You can alter this scene so that the furnace is quieter, the window clearer, the gas bill a little smaller. Construction Engineering Technology instructor Kenneth Williams has ideas on how to keep winter on the right side of the wall and the costs of comfort in check.
Here, he describes six common heat-loss culprits in your home during an Alberta winter, and what to do about them.
1. Electrical outlets
A perfect piece of drywall, say Williams, will allow about 0.3 litres of water vapour through it each year. A one-square-inch hole increases that volume by a factor of 1,000, allowing 30 litres through each year.
This is bad. Water vapour, or humidity, infiltrates insulation. “Insulation relies on air pockets,” says Williams. “If we’re now displacing the air with moisture, it becomes a heat conductor.”
Consider a typical electrical outlet – essentially a large hole in the wall. “Now you’re allowing huge volumes of moisture to pass through your wall assembly.” Seal it by removing the faceplate and ensuring that the plastic vapour barrier behind the drywall makes contact with the electrical box, and that no holes in the box itself allow air to pass through.
You can also install a foam insulator pad behind the faceplate, made specifically for this purpose.
One message that Williams impresses upon his students is that “buildings shouldn’t suck.”
He’s speaking literally. “They should be pressurized to lose air, if anything,” he adds.
It’s better to slowly warm air than to have cold air sneak in.

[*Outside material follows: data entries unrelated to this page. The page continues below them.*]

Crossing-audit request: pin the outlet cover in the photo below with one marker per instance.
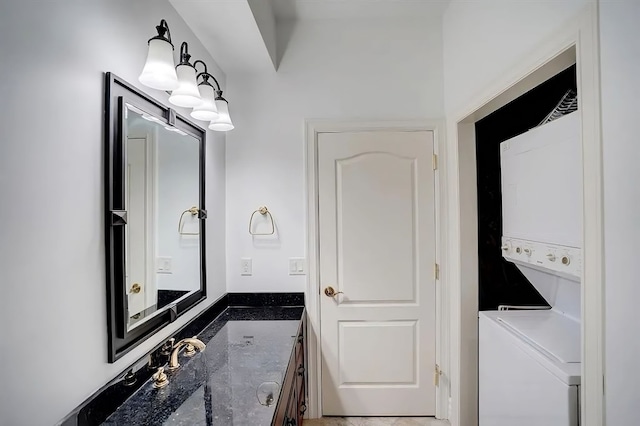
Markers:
(297, 266)
(246, 267)
(163, 265)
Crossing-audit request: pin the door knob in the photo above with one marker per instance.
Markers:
(330, 291)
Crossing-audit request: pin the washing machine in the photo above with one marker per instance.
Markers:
(530, 358)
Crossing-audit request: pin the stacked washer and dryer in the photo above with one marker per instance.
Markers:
(529, 359)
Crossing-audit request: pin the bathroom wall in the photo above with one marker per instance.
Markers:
(483, 40)
(330, 69)
(620, 88)
(53, 331)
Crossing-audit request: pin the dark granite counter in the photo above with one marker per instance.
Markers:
(246, 347)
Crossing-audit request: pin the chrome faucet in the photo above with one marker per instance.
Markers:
(191, 345)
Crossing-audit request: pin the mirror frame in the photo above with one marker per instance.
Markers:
(117, 94)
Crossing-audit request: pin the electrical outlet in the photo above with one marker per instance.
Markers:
(163, 265)
(297, 266)
(245, 266)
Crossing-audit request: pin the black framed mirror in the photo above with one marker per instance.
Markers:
(155, 215)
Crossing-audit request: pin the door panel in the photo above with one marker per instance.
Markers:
(377, 248)
(378, 212)
(359, 339)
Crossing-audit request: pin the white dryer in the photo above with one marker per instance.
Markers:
(529, 360)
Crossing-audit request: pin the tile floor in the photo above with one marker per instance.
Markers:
(375, 421)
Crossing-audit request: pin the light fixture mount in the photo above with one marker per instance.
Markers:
(163, 29)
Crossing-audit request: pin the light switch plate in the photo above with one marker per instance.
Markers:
(246, 267)
(297, 266)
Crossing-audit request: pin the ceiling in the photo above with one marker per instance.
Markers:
(357, 9)
(241, 34)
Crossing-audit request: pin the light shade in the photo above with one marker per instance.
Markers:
(187, 94)
(159, 72)
(223, 122)
(207, 110)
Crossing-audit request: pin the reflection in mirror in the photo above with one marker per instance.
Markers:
(162, 240)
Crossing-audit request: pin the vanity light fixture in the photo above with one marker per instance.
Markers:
(205, 99)
(187, 94)
(223, 122)
(159, 72)
(207, 110)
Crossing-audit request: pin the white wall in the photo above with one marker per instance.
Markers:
(332, 69)
(53, 334)
(483, 39)
(620, 70)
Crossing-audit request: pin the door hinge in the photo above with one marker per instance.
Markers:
(436, 376)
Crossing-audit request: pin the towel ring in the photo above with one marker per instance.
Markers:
(263, 210)
(194, 211)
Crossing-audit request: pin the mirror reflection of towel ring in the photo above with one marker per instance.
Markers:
(194, 211)
(264, 211)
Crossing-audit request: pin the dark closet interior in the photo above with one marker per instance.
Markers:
(500, 282)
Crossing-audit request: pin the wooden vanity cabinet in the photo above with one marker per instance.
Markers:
(292, 402)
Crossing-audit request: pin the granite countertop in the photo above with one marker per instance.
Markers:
(246, 348)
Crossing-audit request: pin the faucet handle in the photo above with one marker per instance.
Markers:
(160, 379)
(189, 349)
(167, 347)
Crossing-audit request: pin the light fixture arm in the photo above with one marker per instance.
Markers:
(205, 74)
(162, 29)
(184, 54)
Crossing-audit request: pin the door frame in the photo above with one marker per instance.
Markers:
(312, 291)
(580, 34)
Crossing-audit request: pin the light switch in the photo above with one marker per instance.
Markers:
(245, 266)
(164, 265)
(297, 266)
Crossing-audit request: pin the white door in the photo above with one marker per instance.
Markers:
(377, 247)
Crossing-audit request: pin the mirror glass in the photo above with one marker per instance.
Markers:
(162, 240)
(155, 215)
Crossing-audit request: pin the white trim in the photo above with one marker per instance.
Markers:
(312, 128)
(581, 33)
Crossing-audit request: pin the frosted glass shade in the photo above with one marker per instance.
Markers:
(207, 110)
(223, 122)
(159, 72)
(187, 94)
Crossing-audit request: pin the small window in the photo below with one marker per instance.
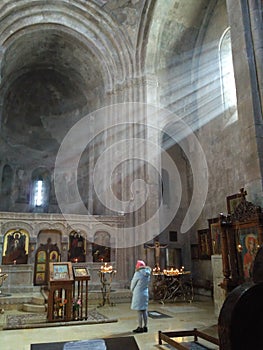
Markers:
(40, 188)
(38, 195)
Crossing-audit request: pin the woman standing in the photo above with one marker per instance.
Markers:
(140, 294)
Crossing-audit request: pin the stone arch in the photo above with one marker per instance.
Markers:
(111, 46)
(101, 247)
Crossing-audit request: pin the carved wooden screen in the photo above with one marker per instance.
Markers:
(242, 235)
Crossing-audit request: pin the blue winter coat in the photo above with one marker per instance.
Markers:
(140, 288)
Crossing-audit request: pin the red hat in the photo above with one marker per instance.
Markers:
(139, 264)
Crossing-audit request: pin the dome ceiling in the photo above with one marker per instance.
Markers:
(46, 74)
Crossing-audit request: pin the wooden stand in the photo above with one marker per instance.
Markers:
(80, 291)
(106, 280)
(60, 292)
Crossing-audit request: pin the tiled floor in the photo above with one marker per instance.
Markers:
(199, 314)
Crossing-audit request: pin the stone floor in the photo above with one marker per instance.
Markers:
(184, 316)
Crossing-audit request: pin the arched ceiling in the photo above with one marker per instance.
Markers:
(46, 74)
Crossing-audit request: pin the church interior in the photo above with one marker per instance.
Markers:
(131, 130)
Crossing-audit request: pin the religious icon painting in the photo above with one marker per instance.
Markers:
(215, 232)
(248, 247)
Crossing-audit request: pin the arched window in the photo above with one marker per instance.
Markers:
(40, 189)
(228, 85)
(165, 187)
(6, 188)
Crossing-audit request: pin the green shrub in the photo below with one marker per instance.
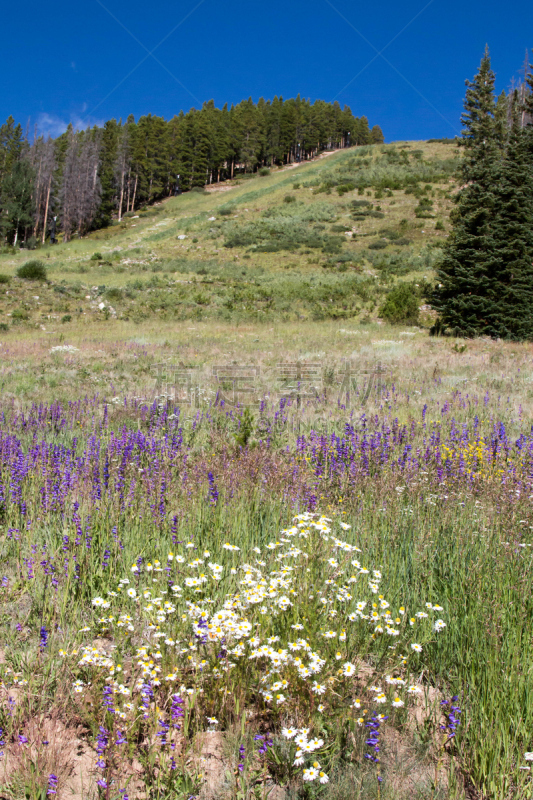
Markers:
(32, 271)
(19, 314)
(31, 243)
(401, 305)
(343, 188)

When an occupant feels a draft, says Williams, they’re likely to turn up the thermostat, increasing the energy demand.
To prevent that, look for daylight slipping through the space between the exterior doors and jambs and block it with inexpensive weather stripping. “The easiest thing is to not allow free air flow through your doors,” says Williams. “Make sure they’re sealing properly.”
3. Home exhaust air
The exhaust air from your home ventilation systems leaves at a temperature of roughly 20 C. On a midwinter day, however, the incoming fresh air that feeds your furnace enters at about -20 C (or worse). “That’s a 40-degree temperature swing,” says Williams. And it strains the furnace.
It’s not as simple a fix as running a line of weather stripping, but the balance can be partially restored by a heat recovery ventilator. This gadget (which runs around $1,000) ties into the ductwork and uses warmth from exhaust air to take some of the chill out of the fresh stuff before it gets to the furnace. Less natural gas is then needed to bring it to room temperature.
“We’re using the energy that we’ve already bought and paid for to preheat the air coming in,” says Williams.
You clearly saw this coming. But don’t worry: Williams knows that upgrading to fancy triple-pane casement windows is pricey. That’s why he recommends other fixes first.
“The biggest issue with windows is how they’re sealed around the perimeter.”
Remove the casing and fill any gaps in the insulation. Batting should remain loose to keep those essential air pockets open. If you opt for spray foam, a can will often do a few frames, Williams says, so consider opening up more than one window at a time. Reinstall vapour barrier to the edge of the window frame before replacing casing boards.
There is benefit in replacing rickety old aluminum sliders, Williams concedes. Modern models are “thermally broken,” he says, meaning the frame has outside and inside sections that are separated by an air-filled gasket to help prevent heat transfer.
What’s more, going from double pane to triple means jumping from an R value (a measure of insulation effectiveness) of about 5 to 7.5, or “almost a 50% gain,” says Williams.
5. The attic
Attics should be frigid spaces in winter. Ideally, chilly air enters from the base of the roof and pushes air out at the top, creating a consistently cold current that can prevent damaging ice dams along the eaves.
Being cold, attics can draw heat from the home below. Prevent that with a cover of 30 centimetres or more of insulation, says Williams, for an R value of about 41, consistent with new builds. Like you would with electrical outlets, seal around pot lights or other openings in the ceiling. Given the breadth of the surface, don’t expect perfection.
“No matter how well I insulate my ceiling,” says Williams. “I will always get some heat loss.”
If you can make sure there isn’t excess water in the air in the first place, it’s not going to dampen your insulation, or your spirits when it comes to home efficiency.
This may be one of the easiest fixes of all. If you have a humidifier, and you notice condensation on the bottoms of your windows, turn it down. If you don’t have one, don’t sweat it. “Having a humidifier may be a little bit redundant,” says Williams. “Living, breathing, cooking, showering, bathing, doing laundry – all of those introduce humidity into the home.”
The key to comfort is to not introduce it into the walls.